Les indicateurs sont très forts, c’est la première fois que le cabinet rencontre ces taux.

Quantité de travail excessif – Moyenne très haute à 64,4 %

 

Pas de reconnaissance pour ce travail effectué ni par la rémunération, ni autrement.

 

La souffrance au travail c’est aussi de constater que les règles ne sont pas respectées et que la réglementation du travail ne semble pas appliquée au sein de l’entreprise.

 

Le management

Demande très forte des salariés d’avoir des managers qui les suivent et qui les aident.

Dans une logique de prévention des risques 65 à 70 %, c’est 1/3 des salariés qui dit que cela ne fonctionne pas.

30% sous risque est un chiffre important on est clairement dans une zone de risque dans le cadre des RPS.

Le sentiment d’être ignoré par son manager concerne 20 % des répondants au questionnaire. Problématique avant tout spécifique aux ETAM qui sont 31 % à estimer que leur manager ne prête pas attention à ce qu’ils disent.

Soutien opérationnel : 1/3 des répondants insatisfaits est un taux très fort dans une logique de prévention des risques.

 

La reconnaissance, une dimension essentielle du management.

26% des répondants sont dérangés par ce manque de reconnaissance et estiment ne pas recevoir ce qu’ils méritent. Ce score est très fort.

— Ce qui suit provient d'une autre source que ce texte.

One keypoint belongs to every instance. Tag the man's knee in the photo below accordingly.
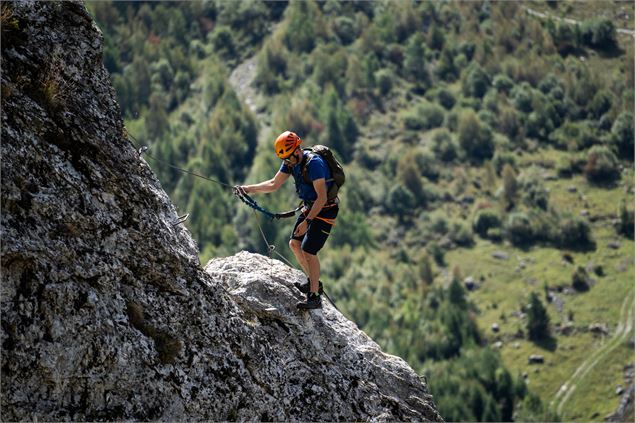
(294, 244)
(309, 256)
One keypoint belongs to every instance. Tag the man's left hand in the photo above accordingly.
(301, 229)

47 % : record battu chez Unilever

 

La politique de rémunération

Résultats en matière de reconnaissance salariale sans appel : prés de 60% des répondants disent ne pas être satisfaits et être dérangés par leur niveau de salaires, au regard des efforts qu’ils consentent. L’insatisfaction totale s’élève à 80% ce taux est particulièrement fort. 

 

Pratique DRH

Il y a un TROU dans l’organisation. Les WL3 et 4 trouvent que la R.H. est insatisfaisante. Il y a un GROS MANQUE dans ce domaine.

 

La sous-traitance, une flexibilité supplémentaire et une précarisation ressentie

Unilever a choisi d’externaliser une partie des services qu’elle juge ne pas être son cœur de métier. Ce sont autant de postes qui disparaissent. C’est une organisation du travail qui accroît la précarité et la méfiance des salariés.

 

Externalisation des R.H.

La fonction RH a été confiée à une société qui gère le traitement administratif. La majorité des salariés audités ne sait pas quel et son périmètre d’intervention  Les salariés ont le sentiment de ne pas appartenir à l’entreprise et de devoir faire valoir leur souhait d’évolution à un service externe qui ne les connaît pas et qui va les juger sur un CV ou sur un entretien ponctuel alors qu’ils ont prouvé au quotidien depuis des années leur implication, leur motivation et leurs compétences.

 

Environnement de travail

65% des répondants sont insatisfaits de leur environnement de travail. Ce taux est fort. L’immeuble n’est pas conçu pour faire des "open-space". Aux USA on "recloissonne" les espaces de travail

18,6 % des répondants déclarent par ailleurs que leur environnement de travail ne présente pas toutes les conditions de SECURITE requises.

 

Nous attendons les actions qui seront mises en place par la Direction afin de remplir ses obligations d'assurer la santé et la sécurité de ses salariés.

 

Maintenant les collègues de la cgt du siège attendent, car seule ce n'est pas possible, que les élu(e)s des autres organisations syndicales s'activent pour imposer à la direction qu'elle tienne ses engagements et que les méthodes de travail soient totalement revues au plus vite. Le stress et la pression sont omniprésentes, et beaucoup de salariés sont au bord de la rupture.

Nous vous tiendrons informé de la suite de ce dossier, et nous souhaitons bon courage à nos collègues de la Cgt qui sont en permanence harcelés et dénigrés par la direction du siège. Ce qui se trouve dans le rapport, n'est que la strict vérité et c'est ce que dénonce depuis des années la Cgt.